As we start 2009, I can’t help stop thinking about how 2008 ended.

It was a year where I saw three factors start to emerge in to a pattern.

The first was the factor of clarity. Organizations and policy makers were looking to “clarify” any number of topics and issues. For example, organizations were asked to document or explain how a program or service really works. In some cases, they were asked to provide “evidence based literature” that there service or activity “really works”. The push for clarity was significant in 2008 and I see it continuing in 2009.

The second was accountability. I think accountability is the new word for 2009 yet it started almost two years ago when the Ontario Government stated it would seek “Accountability Agreements with its Health Care Providers”. The focus on making people accountable is not new. However, the current focus in accountability appears to push towards to being able assign blame when things go wrong and not be responsible for find solutions to emerging problems. In an ideal world, the plan would always work as published. Yet, this is note the case. Planning and operations are interactive. You plan, your try it, you learn from the reality of your plan and you adjust. The current push on accountability appears to fail to understand this cycle.

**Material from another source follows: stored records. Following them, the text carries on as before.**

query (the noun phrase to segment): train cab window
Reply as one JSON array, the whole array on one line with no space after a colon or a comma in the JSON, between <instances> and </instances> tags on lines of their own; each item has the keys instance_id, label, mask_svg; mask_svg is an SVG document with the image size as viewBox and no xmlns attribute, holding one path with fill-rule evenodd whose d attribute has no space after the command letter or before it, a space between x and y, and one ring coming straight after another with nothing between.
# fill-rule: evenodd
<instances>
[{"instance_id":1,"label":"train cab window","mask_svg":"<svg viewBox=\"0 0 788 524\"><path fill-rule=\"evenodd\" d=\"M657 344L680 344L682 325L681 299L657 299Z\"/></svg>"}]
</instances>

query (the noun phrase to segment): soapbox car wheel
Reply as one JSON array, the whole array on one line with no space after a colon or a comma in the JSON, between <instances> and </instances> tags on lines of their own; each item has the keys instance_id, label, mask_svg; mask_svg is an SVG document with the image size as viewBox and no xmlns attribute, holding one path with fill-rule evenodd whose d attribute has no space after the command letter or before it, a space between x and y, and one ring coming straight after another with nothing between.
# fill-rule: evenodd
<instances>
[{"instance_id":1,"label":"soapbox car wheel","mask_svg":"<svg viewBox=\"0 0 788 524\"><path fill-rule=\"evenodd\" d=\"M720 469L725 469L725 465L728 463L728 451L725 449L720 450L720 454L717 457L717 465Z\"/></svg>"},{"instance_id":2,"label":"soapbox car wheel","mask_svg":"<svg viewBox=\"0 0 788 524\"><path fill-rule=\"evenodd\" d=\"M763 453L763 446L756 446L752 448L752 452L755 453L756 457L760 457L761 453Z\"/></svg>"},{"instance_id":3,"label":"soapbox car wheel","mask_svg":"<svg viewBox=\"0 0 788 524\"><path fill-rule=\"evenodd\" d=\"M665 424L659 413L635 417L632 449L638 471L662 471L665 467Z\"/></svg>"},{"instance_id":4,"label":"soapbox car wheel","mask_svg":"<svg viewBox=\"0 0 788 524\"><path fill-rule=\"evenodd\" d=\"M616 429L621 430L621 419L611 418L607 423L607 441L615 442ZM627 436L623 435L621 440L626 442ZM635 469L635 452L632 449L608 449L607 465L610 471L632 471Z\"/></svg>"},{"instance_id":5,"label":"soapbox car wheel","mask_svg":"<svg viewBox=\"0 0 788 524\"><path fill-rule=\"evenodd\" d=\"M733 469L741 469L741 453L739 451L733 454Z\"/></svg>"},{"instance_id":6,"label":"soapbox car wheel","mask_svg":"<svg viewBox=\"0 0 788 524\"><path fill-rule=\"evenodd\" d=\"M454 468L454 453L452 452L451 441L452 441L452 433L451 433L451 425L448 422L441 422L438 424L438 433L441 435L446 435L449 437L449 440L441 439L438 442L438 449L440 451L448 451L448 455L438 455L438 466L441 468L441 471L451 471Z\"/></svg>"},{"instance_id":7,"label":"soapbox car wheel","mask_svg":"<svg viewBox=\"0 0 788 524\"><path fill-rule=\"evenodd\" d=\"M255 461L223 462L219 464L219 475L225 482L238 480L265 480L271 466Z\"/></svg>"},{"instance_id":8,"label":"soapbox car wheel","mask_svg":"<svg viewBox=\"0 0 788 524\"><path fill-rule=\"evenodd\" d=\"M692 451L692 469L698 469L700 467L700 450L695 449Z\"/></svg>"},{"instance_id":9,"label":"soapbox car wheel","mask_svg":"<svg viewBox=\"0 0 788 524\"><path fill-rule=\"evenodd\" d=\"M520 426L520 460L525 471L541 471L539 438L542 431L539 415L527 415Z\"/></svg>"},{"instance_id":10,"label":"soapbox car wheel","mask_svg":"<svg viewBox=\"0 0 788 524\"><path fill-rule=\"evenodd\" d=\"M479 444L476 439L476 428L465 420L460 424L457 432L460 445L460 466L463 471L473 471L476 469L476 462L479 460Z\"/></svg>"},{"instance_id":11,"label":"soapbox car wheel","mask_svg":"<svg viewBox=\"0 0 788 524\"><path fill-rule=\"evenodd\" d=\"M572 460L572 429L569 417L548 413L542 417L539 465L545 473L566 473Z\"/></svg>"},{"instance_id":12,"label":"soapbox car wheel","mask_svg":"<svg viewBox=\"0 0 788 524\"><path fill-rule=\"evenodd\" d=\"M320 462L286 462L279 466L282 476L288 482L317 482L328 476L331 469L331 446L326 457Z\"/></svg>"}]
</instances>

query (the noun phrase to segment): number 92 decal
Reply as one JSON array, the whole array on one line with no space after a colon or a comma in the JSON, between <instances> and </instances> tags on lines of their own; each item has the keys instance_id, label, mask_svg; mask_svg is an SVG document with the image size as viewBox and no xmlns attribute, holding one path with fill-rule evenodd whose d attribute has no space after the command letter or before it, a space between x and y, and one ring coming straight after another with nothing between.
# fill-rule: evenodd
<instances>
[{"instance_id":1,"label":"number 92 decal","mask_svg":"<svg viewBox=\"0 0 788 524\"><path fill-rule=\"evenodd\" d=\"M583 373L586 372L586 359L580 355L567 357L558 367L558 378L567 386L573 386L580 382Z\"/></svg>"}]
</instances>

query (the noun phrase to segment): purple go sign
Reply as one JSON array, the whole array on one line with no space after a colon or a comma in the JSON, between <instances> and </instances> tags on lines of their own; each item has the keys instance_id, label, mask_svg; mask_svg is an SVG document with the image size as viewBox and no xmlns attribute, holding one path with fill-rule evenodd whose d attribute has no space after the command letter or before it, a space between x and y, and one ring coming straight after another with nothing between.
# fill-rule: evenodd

Instead, it assumes strong levels of accountability will guarantee results. Personally, accountability without forgiveness for failures and problems is problematic. I mention forgiveness because everyone makes mistakes. It is part of being human. It is essential in being accountable.

The third and final factor was speed. Last year ended like the sprint at the end of a great marathon. Everyone, just like a runner, using every last ounce of energy and will raced to the end of the 2008 to get things done. Groups meet the few days before Christmas. Emails flew through the internet with assignments, tasks and requests. People were on the move. Yet, I wonder for all of the speed and motion, are we getting more done or just doing more things. Speed is something that is rewarded in today’s always connected environment. Productivity is something that everyone dreams would improve. It maybe our zeal for speed impacts our ability to produce.

Clarity, accountability and speed form a pattern that influences individuals and organization. Collectively, I think they tell a bigger story about our need for results. We want people to be clear about the outcomes, assigned responsibilities and the time line for delivery. We want to know why we are racing to finish line. We want to be accountable and clear about why we are doing our work. In the end, we want to know if the results we generate really matter!

It is early in 2009.

I think when we look around us, we will see the request for results from others and ourselves is influenced by all three factors.

As a mentor once told me, finishing is important. Knowing what is going on during a race is just as important.

Let’s see if we can clarify both the finish line and the race as the year proceeds.